# Well I know its not the best occasion...



## robs91jett (Mar 22, 2005)

but it's 9/11 again. Post up your memorial/patriotic/related pictures. I know there's some really nice ones out there. I'll be out a little later on for a shoot this afternoon. Try and keep a smile about you today ladies and gents.


----------



## IKEACAR (Apr 21, 2006)

*Re: Well I know its not the best occasion... (robs91jett)*

http://****************.com/smile/emthup.gif


----------



## rootrider (Feb 18, 2004)

*Re: Well I know its not the best occasion... (robs91jett)*


----------



## 90hp '86camry (Jun 11, 2004)

*Re: Well I know its not the best occasion... (robs91jett)*

This is not my picture
I just liked it and decided to rehost it for all to see
Taken from the september 11 wikipedia page








For a high-resolution version, feel free to ask
Edit: hi-rez http://www.pifiu.com/vortex/up...l.jpg


_Modified by 90hp '86camry at 9:17 PM 9-11-2006_


----------



## robs91jett (Mar 22, 2005)

Thats pretty cool, actually.
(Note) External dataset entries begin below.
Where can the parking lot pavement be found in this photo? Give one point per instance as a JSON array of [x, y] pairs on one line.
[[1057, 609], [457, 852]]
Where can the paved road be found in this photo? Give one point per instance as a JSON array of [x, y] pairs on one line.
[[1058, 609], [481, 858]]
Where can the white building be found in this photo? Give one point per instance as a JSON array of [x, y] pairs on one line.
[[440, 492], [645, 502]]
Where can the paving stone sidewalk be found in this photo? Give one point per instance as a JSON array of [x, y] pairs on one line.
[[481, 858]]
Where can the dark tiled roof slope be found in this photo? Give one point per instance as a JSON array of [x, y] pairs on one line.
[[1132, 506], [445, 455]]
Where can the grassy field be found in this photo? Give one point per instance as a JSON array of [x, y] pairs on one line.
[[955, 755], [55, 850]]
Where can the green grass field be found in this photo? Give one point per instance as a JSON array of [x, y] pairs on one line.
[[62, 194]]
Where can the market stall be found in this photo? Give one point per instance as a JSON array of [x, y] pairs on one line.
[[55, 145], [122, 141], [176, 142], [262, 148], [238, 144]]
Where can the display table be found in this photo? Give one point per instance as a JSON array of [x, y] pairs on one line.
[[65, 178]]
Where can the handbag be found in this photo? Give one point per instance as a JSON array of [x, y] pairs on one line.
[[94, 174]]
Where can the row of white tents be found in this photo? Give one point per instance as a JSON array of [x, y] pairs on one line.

Are those spotlights?


----------



## 90hp '86camry (Jun 11, 2004)

*Re: (robs91jett)*

yes. that was the 2004 memorial.
http://en.wikipedia.org/wiki/Tribute_in_Light


----------



## robs91jett (Mar 22, 2005)

*Re: (90hp '86camry)*

Here's a display we made here at Wentworth...it's actually bigger than the pics show butanyways....
















_Though we move on, do not forget._


----------



## Numbersix (Nov 7, 2001)

*Re: Well I know its not the best occasion... (robs91jett)*

I took these photos on Feb. 24, 2001.


----------



## Lwize (Dec 4, 2000)

*Re: Well I know its not the best occasion... (Numbersix)*

I finally picked up the DVD of Godspell. 
The famous routine for "All for the best" culminates on top of the south tower in late 1972 before the WTC was completed. The album cover shows the helicopter photo from on high...


----------



## Brett0712 (Aug 24, 2005)

*Re: (robs91jett)*


_Quote, originally posted by *robs91jett* »_Here's a display we made here at Wentworth...it's actually bigger than the pics show butanyways....
















_Though we move on, do not forget._

Oh man, I was just going to post pictures of the same thing. I go to school at Wentworth as well. It was nice to wake up and head to class seeing people take part in hanging up some flags!!!


----------



## BLUE NRG (Oct 31, 2000)

taken 9/11 2003 from ground zero. im a nyc native...live in queens.


----------